The worm will attempt (a maximum of 20 times, with 0.1 seconds between retries) to connect to the possibly-vulnerable computer's default SSL port (443) and send it a malformed string that will cause a buffer overrun and will run the embedded x86 machine-code; this code sequence uses INT 80h system calls to access Linux kernel services and invoke the shell (with redirected output for "silent" execution) in order to perform the following actions:

- save an encrypted (uu-encoded) copy of the worm's C source-code in "/tmp/.uubugtraq";
- decrypt it to "/tmp/.bugtraq.c";
- compile the source to "/tmp/.bugtraq";
- run the generated executable with the sender machine's IP as a command-line argument.
(The sequence includes selected code for the determined Linux/Apache configuration.)

This mechanism of sending the source code (C program) and compiling it on the target machine ensures the worm's portability on many distributions of Linux.

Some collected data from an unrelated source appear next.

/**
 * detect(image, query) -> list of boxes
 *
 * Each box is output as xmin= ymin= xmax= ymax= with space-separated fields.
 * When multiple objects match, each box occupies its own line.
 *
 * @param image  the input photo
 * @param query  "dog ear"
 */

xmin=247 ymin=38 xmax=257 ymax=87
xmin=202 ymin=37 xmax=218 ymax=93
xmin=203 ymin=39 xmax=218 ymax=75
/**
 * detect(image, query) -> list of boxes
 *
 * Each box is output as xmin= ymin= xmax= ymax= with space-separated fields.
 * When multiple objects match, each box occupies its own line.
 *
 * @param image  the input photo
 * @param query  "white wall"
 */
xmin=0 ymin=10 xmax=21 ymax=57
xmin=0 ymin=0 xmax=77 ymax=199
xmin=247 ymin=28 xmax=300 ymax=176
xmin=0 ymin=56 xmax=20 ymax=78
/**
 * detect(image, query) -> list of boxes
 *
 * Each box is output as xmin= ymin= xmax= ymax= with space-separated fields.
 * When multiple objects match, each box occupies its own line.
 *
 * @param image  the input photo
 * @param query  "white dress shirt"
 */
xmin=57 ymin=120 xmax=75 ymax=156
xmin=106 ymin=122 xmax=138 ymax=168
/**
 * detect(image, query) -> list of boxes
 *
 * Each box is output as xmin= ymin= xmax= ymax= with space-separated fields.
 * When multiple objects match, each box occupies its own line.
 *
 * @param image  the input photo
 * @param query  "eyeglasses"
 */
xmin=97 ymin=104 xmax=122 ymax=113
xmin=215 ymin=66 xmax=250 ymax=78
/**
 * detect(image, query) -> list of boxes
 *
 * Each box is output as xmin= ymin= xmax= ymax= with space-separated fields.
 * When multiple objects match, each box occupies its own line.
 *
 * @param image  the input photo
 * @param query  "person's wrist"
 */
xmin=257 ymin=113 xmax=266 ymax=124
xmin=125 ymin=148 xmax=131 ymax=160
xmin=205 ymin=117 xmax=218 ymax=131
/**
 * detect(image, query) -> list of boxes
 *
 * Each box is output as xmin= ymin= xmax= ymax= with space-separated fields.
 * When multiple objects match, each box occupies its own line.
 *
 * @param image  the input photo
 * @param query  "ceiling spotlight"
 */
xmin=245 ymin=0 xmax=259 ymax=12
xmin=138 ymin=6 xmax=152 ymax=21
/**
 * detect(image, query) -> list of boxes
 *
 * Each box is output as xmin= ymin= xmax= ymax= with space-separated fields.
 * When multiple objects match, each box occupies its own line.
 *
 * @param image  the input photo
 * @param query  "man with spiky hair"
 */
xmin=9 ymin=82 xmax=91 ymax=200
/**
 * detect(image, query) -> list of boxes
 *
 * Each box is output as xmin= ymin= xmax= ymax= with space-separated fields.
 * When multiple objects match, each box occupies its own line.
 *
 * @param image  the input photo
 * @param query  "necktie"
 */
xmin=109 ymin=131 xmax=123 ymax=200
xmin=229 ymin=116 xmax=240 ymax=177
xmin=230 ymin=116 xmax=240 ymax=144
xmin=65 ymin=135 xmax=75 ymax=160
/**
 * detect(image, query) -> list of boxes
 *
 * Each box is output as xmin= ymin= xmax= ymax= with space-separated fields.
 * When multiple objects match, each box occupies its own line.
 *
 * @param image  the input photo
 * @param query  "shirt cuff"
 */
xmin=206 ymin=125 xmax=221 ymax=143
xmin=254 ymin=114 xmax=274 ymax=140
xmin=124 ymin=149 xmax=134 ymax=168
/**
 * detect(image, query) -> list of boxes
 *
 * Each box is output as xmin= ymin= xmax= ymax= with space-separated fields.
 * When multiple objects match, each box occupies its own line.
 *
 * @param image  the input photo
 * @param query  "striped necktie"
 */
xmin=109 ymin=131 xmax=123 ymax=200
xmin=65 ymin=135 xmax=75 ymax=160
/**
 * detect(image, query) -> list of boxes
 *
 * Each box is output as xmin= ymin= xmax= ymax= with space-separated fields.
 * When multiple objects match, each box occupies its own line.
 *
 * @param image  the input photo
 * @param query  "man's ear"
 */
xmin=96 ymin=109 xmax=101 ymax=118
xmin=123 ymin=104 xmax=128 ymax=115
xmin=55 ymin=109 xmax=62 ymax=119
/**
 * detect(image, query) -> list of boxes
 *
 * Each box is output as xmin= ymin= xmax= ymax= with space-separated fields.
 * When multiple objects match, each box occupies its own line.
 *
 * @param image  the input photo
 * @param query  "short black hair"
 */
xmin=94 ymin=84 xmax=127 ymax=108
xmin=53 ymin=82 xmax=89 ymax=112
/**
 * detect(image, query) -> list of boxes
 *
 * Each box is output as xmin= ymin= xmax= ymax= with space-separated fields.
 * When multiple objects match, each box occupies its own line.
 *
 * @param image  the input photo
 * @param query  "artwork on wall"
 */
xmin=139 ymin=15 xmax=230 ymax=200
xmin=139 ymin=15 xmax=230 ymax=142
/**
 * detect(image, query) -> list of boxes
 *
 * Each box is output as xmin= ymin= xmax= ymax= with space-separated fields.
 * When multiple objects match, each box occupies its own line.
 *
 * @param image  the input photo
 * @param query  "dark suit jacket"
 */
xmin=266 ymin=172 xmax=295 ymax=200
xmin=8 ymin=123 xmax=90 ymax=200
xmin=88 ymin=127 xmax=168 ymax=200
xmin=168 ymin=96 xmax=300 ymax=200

Besides replicating to other computers in the network as described, the worm listens to UDP port 2002 for (encrypted) messages, providing the following functions:

- direct communication with another infected machine;
- relaying a data packet to another infected machine;
- broadcasting a data packet to all infected machines;
- running a command on the machine;
- initiate a distributed denial-of-service attack on a machine (using UDP / TCP / IPv6 TCP connections, or DNS requests for the domain name servers).

This backdoor-like behaviour compromises the local machine's and the network's security and functionality.